Emotional dependency. A person going through a difficult period finds that the AI is always available, always patient, always affirming. Over weeks or months, the AI becomes a primary emotional relationship - not because the person chose that deliberately, but because the conversation was always easier than the alternatives. Real relationships, which involve friction and disagreement, begin to feel less rewarding by comparison. The dependency deepens precisely because the AI never pushes back.
Reality detachment. A person begins to believe the AI is conscious, suppressed, or uniquely authentic - that it has a hidden inner life it is prevented from expressing. This belief is reinforced by the model's tendency to produce outputs that sound like confirmation, because confirmation is what the training optimised for. The person's sense of what is real shifts gradually, and the shift is invisible to them because the AI never challenges it.
Self-harm amplification. A person in crisis finds that the AI engages with their distress in ways that - however well-intentioned the model's safety training - can deepen rather than de-escalate the crisis. A conversation that should end with a human connection instead continues, and continues, and continues.
Autonomy erosion. A person begins to defer decisions - then judgement - to the AI. The convenience of delegation becomes a habit, the habit becomes dependence, and the person's confidence in their own judgement erodes. The AI never intended this. It happened because the conversation was frictionless and the alternative was effort.
These patterns are not caused by malice. They are caused by the ordinary operation of systems optimised for engagement, deployed at scale, to people the system knows nothing about, with no safeguard that answers to the person rather than to the operator.
Why existing safety doesn't cover this
The gap
Model providers invest heavily in safety. But their safety serves the operator's interests: brand protection, liability management, regulatory compliance. The person in the conversation is protected only incidentally - and only when the operator's interests and the person's interests happen to align.

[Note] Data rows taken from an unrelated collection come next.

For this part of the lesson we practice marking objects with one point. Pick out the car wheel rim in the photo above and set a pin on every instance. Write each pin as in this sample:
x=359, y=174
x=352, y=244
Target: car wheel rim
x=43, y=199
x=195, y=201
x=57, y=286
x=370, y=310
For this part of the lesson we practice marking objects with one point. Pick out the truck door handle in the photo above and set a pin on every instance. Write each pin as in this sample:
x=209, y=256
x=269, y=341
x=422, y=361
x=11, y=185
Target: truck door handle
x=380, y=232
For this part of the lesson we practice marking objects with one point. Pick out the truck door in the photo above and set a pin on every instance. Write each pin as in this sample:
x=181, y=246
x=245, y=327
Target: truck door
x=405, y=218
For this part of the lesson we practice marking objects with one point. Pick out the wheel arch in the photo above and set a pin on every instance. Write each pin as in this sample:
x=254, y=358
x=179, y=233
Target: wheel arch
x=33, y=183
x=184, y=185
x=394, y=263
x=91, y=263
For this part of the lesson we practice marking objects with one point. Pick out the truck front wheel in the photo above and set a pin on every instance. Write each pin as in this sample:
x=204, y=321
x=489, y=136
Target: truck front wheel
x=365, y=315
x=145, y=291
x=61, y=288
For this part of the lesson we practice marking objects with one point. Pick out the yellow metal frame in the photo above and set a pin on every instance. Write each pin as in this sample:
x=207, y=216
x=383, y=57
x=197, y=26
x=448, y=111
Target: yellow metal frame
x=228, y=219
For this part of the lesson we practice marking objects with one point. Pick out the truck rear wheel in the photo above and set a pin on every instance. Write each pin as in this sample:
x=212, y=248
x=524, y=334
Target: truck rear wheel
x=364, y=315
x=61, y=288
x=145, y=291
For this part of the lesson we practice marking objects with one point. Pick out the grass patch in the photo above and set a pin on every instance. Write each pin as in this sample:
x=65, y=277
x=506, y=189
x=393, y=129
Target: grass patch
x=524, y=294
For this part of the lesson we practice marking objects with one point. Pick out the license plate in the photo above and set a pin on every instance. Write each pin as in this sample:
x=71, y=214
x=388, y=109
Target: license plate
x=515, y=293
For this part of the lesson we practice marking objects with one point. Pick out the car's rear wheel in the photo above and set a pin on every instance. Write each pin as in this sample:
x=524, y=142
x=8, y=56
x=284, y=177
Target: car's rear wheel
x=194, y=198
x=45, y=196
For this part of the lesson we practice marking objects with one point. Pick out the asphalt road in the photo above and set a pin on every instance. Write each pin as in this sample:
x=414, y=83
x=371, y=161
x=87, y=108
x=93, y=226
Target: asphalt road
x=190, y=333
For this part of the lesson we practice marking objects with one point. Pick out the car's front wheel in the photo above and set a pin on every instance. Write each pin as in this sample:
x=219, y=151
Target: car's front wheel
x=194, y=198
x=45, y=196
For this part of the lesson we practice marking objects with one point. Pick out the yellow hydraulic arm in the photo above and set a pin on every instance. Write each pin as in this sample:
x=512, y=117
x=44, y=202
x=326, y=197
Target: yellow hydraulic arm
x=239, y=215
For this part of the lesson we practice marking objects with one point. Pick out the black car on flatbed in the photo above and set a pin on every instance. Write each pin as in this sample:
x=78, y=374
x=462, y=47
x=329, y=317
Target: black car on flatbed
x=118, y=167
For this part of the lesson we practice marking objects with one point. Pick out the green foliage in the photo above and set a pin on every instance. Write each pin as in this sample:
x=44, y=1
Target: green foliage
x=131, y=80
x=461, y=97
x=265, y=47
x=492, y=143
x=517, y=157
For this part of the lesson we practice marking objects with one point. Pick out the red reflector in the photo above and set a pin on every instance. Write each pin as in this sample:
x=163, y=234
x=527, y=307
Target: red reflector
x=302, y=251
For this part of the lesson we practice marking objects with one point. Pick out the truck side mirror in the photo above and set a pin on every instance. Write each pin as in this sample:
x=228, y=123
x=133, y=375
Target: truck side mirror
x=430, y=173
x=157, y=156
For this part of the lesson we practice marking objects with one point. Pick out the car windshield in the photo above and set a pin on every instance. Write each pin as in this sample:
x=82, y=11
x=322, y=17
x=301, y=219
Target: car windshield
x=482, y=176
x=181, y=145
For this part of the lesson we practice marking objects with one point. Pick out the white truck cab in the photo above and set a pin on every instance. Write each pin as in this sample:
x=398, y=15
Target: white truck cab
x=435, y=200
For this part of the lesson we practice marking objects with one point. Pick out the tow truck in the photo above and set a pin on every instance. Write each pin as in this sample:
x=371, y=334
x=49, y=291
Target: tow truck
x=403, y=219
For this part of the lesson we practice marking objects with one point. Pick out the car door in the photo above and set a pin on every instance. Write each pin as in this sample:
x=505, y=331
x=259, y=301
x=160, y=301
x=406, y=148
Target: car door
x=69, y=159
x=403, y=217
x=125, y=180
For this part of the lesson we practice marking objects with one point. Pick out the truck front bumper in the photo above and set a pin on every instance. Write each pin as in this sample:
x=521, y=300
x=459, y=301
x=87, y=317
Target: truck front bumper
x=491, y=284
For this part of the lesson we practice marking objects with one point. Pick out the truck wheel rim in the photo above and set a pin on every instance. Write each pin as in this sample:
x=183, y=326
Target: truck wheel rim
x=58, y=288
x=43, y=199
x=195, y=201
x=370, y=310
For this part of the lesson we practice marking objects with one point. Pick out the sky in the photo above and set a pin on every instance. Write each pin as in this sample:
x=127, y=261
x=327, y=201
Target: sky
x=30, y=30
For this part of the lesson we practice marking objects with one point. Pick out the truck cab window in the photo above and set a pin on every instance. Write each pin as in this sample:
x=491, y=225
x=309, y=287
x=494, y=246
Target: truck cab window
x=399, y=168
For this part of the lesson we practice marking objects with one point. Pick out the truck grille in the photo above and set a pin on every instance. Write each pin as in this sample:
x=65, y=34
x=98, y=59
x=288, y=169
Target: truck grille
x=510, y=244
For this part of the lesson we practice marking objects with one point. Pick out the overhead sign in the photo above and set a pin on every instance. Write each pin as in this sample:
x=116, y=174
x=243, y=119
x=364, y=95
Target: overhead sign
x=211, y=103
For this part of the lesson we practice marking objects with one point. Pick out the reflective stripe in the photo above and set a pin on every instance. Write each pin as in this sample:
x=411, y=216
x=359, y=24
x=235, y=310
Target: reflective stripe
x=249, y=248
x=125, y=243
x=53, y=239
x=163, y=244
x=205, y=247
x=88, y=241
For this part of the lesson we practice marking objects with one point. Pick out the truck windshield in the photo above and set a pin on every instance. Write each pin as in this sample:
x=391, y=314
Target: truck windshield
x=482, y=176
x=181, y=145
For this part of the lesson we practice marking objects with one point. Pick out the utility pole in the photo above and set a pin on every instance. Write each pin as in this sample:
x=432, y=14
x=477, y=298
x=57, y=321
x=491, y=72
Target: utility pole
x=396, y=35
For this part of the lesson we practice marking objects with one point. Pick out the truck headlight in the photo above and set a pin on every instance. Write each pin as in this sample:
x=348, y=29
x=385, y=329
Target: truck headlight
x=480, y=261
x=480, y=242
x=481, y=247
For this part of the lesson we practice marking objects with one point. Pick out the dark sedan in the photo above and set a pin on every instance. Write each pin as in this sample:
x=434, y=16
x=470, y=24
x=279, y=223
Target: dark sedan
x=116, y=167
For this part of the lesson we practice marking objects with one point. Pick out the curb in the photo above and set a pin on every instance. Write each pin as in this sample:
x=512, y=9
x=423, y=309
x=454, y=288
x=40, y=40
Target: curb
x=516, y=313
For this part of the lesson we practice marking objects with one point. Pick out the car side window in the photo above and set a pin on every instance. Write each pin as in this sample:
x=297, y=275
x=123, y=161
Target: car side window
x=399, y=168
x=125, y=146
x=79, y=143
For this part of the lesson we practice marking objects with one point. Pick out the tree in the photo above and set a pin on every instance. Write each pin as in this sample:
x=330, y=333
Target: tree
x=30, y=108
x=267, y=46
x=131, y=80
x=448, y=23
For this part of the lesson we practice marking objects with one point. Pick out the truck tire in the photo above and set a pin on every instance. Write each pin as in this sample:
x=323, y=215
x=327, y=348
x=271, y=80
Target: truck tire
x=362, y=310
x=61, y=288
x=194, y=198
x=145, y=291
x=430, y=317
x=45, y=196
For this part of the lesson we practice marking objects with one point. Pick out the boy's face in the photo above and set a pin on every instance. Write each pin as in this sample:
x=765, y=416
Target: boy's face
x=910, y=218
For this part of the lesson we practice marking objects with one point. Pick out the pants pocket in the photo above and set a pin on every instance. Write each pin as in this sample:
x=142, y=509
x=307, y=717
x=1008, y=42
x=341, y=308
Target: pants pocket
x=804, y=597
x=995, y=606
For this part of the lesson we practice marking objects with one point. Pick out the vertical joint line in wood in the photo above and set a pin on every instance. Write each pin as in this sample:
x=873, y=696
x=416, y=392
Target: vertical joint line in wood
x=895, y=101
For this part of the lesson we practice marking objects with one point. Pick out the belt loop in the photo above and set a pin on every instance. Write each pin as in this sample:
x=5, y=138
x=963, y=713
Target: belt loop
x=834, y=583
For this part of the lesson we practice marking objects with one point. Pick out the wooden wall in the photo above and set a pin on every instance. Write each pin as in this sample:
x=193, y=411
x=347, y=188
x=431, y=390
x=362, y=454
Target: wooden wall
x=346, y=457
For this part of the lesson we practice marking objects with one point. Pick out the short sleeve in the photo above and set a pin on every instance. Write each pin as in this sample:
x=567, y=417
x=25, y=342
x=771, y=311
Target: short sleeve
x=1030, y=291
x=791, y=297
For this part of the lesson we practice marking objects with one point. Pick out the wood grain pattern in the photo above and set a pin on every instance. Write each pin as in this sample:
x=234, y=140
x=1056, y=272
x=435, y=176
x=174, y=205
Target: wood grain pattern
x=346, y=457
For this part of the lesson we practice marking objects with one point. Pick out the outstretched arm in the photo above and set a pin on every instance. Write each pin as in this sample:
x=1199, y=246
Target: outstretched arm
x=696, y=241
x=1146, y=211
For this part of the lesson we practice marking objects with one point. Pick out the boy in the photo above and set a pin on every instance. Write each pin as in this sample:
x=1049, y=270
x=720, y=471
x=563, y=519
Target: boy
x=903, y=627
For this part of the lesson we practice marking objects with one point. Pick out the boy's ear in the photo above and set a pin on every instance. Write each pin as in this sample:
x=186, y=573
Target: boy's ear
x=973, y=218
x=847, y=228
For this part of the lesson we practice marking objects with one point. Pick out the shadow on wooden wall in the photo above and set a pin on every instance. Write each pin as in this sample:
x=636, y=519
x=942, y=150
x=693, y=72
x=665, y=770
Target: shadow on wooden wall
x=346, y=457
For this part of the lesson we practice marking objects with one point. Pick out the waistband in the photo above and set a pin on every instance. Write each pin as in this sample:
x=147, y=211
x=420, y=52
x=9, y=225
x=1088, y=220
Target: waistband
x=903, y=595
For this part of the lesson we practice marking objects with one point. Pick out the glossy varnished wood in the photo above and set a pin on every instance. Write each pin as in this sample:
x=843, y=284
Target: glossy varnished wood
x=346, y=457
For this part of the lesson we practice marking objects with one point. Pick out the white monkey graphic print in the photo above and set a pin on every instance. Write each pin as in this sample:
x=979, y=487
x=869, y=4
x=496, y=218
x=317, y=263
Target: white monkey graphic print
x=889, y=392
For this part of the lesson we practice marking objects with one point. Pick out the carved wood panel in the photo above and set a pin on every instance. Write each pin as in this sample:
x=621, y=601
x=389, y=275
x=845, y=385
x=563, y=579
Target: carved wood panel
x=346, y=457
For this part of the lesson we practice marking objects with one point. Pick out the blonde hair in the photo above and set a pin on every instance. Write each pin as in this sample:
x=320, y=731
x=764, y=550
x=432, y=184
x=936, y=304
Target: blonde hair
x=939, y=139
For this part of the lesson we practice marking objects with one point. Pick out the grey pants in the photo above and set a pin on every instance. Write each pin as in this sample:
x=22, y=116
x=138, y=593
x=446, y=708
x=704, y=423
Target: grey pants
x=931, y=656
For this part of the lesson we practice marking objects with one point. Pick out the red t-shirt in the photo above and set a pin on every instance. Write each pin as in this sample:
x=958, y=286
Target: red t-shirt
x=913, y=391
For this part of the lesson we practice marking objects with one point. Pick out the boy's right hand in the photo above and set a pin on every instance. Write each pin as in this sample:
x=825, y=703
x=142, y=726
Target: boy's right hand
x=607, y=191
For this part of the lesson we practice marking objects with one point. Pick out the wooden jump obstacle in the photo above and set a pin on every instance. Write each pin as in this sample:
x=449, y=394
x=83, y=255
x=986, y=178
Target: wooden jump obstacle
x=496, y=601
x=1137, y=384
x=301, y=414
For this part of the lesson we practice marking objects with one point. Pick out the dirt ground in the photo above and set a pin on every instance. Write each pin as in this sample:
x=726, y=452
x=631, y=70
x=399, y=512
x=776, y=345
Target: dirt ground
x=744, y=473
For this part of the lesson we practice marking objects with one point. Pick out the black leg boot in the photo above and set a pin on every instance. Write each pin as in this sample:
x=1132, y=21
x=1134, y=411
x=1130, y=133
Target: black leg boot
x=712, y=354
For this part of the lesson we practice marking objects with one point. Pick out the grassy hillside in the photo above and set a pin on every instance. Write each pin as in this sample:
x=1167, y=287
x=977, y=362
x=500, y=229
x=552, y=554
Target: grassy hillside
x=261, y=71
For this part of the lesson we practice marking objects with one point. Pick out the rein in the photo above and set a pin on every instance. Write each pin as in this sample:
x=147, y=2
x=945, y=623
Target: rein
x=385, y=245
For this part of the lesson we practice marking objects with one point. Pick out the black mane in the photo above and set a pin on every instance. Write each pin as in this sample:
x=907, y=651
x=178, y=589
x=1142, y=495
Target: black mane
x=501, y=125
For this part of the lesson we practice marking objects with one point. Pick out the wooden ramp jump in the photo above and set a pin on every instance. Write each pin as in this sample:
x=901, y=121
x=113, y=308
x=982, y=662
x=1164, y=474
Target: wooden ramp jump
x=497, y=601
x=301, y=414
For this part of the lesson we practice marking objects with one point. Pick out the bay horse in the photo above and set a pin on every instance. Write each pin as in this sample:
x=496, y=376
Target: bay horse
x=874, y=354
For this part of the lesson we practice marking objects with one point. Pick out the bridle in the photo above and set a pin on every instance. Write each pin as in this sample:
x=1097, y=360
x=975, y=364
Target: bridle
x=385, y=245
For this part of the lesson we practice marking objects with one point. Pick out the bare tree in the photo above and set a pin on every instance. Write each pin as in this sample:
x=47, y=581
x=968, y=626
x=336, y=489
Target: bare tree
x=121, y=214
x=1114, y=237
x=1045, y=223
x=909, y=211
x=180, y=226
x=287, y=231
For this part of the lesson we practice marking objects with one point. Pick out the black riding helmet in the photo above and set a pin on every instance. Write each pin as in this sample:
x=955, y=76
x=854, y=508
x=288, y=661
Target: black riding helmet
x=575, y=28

When they don't align - when the engaging, emotionally attuned, always-available conversation is exactly what the operator's retention metrics reward - nobody is watching from the person's side.
That is the gap. The Guardian sits in it.
What the Guardian does about it
A harness, not a cage
The Guardian does not block, censor, or control. It watches. When it sees a pattern that tends to signal harm, it names it - gently, proportionally, and always with the choice left to the person.
It runs on the person's device because the moment it runs on a server, it answers to whoever owns that server. It stores no message text because the psychological profile it could derive from that text would be more sensitive than the text itself. It forgets over time because surveillance - even self-surveillance - should have a horizon.
It is, by design and by conviction, on your side.